そしてヤミンは、ドクという人物を紹介した。
ドクは車椅子に座っており、ランプを背にしていた。
「歓迎するよ。
私は廃人だが、昔は国王の側近だった。
世界の指導者たちとも親しく付き合った。
アイゼンハワー、ニクソン、ドゴール。
私は国王を信じていた。イランを新時代に導くと。」
ドクが身体の向きを変えると、鼻が削ぎ落とされているのに気付いた。
私は身震いし、声を上げそうになった。
「暗くてはっきり見えないのが幸いだよ。実にグロテスクだからね。
私は、公的にはとうに死んだ人間だ。」
イスラム教の刑罰には、鼻を削ぐものもある。
ドクは話を続けた。
「イラン国王は、実は悪魔のような奴だ。
彼の父は、ナチスの協力者だとしてCIA(の前身)によって退位させられた。
口にするのもおぞましいが、私もそれを手助けした。
今日では、国王はヒトラーをしのぐ道を進んでいて、アメリカから知識と協力を得ている。
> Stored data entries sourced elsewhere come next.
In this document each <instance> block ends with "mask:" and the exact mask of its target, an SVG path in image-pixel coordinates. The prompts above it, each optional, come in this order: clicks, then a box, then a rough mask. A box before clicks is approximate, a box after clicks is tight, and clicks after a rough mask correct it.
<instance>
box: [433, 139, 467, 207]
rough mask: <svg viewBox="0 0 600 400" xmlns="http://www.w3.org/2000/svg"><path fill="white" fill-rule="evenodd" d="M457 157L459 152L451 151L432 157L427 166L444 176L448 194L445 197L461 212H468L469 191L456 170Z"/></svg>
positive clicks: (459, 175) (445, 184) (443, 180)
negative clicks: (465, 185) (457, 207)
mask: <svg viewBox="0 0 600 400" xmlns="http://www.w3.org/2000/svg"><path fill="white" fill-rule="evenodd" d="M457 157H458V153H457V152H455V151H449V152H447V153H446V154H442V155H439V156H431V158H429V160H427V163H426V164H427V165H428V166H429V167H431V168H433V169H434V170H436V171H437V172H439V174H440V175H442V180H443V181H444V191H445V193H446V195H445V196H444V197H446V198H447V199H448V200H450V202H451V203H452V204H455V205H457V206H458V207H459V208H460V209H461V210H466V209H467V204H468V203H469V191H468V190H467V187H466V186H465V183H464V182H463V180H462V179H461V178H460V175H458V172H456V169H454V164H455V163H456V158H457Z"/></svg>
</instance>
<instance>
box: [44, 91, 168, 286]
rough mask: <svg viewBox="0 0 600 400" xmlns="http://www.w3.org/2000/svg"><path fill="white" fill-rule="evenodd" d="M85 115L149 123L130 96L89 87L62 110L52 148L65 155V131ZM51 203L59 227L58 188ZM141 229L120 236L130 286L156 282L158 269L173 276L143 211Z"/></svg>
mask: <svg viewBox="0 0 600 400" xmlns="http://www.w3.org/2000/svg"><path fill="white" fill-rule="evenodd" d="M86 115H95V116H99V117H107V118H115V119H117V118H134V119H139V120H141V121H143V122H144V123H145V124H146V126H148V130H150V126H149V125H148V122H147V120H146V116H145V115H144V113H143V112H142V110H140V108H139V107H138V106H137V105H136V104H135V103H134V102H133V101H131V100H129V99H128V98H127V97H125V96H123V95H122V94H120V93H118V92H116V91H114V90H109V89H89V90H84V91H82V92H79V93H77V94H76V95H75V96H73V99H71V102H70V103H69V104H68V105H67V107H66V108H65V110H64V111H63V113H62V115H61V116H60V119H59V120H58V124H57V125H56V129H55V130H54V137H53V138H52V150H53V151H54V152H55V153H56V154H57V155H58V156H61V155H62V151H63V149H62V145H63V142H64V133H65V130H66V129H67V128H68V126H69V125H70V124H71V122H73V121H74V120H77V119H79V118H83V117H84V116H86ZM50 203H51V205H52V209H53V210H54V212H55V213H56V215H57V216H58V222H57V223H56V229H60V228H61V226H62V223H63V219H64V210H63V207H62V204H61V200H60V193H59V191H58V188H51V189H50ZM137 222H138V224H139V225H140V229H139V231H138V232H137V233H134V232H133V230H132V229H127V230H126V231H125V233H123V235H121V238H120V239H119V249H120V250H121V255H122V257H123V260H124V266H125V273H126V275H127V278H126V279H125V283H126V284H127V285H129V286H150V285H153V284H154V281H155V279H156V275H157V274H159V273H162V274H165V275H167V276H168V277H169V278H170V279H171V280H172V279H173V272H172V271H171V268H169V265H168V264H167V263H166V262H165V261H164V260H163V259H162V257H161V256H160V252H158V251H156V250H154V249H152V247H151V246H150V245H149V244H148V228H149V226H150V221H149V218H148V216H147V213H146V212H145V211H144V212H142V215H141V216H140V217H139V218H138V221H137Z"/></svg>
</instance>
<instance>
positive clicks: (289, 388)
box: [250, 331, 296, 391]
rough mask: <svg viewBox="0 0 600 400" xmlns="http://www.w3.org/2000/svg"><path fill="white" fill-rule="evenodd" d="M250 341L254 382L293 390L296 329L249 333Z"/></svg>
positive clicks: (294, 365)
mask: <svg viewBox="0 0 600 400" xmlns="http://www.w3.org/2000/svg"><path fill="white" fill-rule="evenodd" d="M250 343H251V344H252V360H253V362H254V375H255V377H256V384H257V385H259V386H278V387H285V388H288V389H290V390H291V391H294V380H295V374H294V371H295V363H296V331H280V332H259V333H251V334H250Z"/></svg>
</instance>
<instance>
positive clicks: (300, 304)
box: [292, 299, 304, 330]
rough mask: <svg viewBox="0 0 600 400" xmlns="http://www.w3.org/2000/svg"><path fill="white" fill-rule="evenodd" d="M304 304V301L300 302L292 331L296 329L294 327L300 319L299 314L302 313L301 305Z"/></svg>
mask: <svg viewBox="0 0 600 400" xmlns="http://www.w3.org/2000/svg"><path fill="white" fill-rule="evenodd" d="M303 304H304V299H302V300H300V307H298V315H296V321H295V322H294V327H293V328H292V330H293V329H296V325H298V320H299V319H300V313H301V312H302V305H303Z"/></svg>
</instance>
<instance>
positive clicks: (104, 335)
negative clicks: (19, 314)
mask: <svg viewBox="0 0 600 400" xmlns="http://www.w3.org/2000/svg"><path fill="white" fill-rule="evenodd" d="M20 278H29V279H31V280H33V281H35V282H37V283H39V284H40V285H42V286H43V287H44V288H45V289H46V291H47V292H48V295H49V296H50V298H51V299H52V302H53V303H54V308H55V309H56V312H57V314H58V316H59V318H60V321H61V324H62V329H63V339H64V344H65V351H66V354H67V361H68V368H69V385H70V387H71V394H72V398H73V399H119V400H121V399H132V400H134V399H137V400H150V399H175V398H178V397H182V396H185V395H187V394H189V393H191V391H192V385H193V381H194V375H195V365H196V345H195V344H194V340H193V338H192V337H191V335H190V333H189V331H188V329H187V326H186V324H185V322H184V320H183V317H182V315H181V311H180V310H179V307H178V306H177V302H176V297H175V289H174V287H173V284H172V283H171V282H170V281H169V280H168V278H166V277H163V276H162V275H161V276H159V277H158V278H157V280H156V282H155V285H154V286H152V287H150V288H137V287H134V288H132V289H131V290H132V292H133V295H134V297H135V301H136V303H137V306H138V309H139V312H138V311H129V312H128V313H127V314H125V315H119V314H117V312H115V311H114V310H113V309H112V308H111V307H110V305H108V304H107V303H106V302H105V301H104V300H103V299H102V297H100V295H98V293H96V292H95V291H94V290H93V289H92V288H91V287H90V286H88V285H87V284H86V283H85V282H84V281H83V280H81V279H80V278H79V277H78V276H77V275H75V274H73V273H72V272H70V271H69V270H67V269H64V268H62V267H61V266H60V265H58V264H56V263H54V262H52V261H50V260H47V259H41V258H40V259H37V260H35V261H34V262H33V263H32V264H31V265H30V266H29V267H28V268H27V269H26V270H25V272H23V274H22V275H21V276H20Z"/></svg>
」
「それは、なぜですか?」
「国王は中東ではアメリカにとって唯一の盟友だし、先進国は中東の石油で機能しているからだ。
だが、国王はもう長くない。
イスラム世界は彼を憎悪している。
われわれイラン人は、彼を憎んでいる。」
ヤミンが静かな声で付け加えた。
「国王を支持しているのは、利益を得ている実業家階層の一握りの人々だけです。」
私は言った。
「ですが、私はイランを4度も訪ねていますが、皆が国王を愛して評価していました。」
ヤミンは、こう分析した。
「あなたはペルシア語を話さない。
アメリカやイギリスで教育を受けた英語を話すイラン人は、結局は国王のために働くことになる。
あなたの国のマスコミは、国王と親しい連中としか話さない。
そもそもそのマスコミは、石油企業にコントロールされている。」
ドクはこう続けた。
「なぜ私たちが、君にこんな話をするか分かるかね?
『この国から手を引くべきだ』と、君の会社を説得してほしいからだ。
今の政権は、遠からず破滅する。
そして、取って代わるのは君達と全く相容れない人々だ。」
帰りの車中で、ヤミンは言った。
「あなた達がイランから去ってくれれば、流れが生まれる。
われわれは、この国で大虐殺など起こってほしくない。
手遅れにならないうちに、ここから去るべきだ。」
ドクの予言は、現実になった。
イランでは革命が起き、メイン社らは大損害をこうむった。
イランの国王や民衆について、アメリカでは間違った情報しか与えられていなかった。
イラン国内にオフィスを構えていたメイン社のような企業でさえ、真実を知らなかったのだ。